Some notes on what those virtues might be pop up in fragments in her interviews. Scott Galloway suggests that “Real men protect other people.” Reeves’ recipe is similar, if a lot blander: “proactiveness, agency, risk-taking and courage, but with a pro-social cast.”

Distinctive characteristics

Some of the young men Emba spoke to could also describe characteristics they admired, but thought these would be mis-represented:

Physical strength came up frequently, as did a desire for personal mastery. They cited adventurousness, leadership, problem-solving, dignity and sexual drive. None of these are negative traits, but many men I spoke with felt that these archetypes were unfairly stigmatized: Men were too assertive, too boisterous, too horny.

These characteristics are shaped by biology, to some extent, or specifically by testosterone. Biology isn’t destiny, of course, but she suggests that a new model of masculinity will need to incorporate some of the distinctive characteristics of men. Emba again:

In my ideal, the mainstream could embrace a model that acknowledges male particularity and difference but doesn’t denigrate women to do so. It’s a vision of gender that’s not androgynous but still equal, and relies on character , not just biology. And it acknowledges that certain themes — protector, provider, even procreator — still resonate with many men and should be worked with, not against.

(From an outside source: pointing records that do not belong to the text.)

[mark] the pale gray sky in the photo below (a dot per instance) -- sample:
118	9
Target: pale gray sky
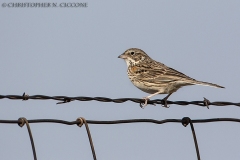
73	52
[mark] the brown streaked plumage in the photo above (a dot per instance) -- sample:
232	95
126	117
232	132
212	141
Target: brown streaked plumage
154	77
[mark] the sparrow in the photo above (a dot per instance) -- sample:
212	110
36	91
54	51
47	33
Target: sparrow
154	77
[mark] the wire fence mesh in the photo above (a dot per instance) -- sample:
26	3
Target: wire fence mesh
185	121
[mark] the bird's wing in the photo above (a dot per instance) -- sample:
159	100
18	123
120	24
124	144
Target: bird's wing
159	73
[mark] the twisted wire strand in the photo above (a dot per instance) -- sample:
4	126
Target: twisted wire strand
80	121
66	99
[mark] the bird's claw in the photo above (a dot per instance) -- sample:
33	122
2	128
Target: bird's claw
206	102
143	105
165	103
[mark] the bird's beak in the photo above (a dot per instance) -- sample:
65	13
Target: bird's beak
122	56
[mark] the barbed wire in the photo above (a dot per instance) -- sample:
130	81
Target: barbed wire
80	121
66	99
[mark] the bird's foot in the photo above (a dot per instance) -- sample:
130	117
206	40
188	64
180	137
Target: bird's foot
143	105
164	100
206	102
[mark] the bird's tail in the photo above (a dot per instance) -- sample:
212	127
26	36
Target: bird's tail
207	84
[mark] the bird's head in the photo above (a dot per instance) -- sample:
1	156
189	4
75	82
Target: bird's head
134	56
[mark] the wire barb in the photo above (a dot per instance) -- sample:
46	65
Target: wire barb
21	122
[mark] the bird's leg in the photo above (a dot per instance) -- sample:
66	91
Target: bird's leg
165	100
147	99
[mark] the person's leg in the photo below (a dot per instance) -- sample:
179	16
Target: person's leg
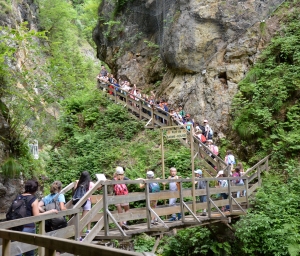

Trying to undermine patriarchy has left a gap that needs to be filled in a way that doesn’t try to re-instal patriarchal values. But it is going to be a slow process. Changes in social values take decades.

Footnote

[1] Andrew Tate gets too much airtime in these discussions, usually as evidence that his toxic version of masculinity is product of ‘too much feminism’. But Martha Gill looked at some of the international evidence for this and concluded that the more toxic versions are seen in countries where women have made less progress, not more.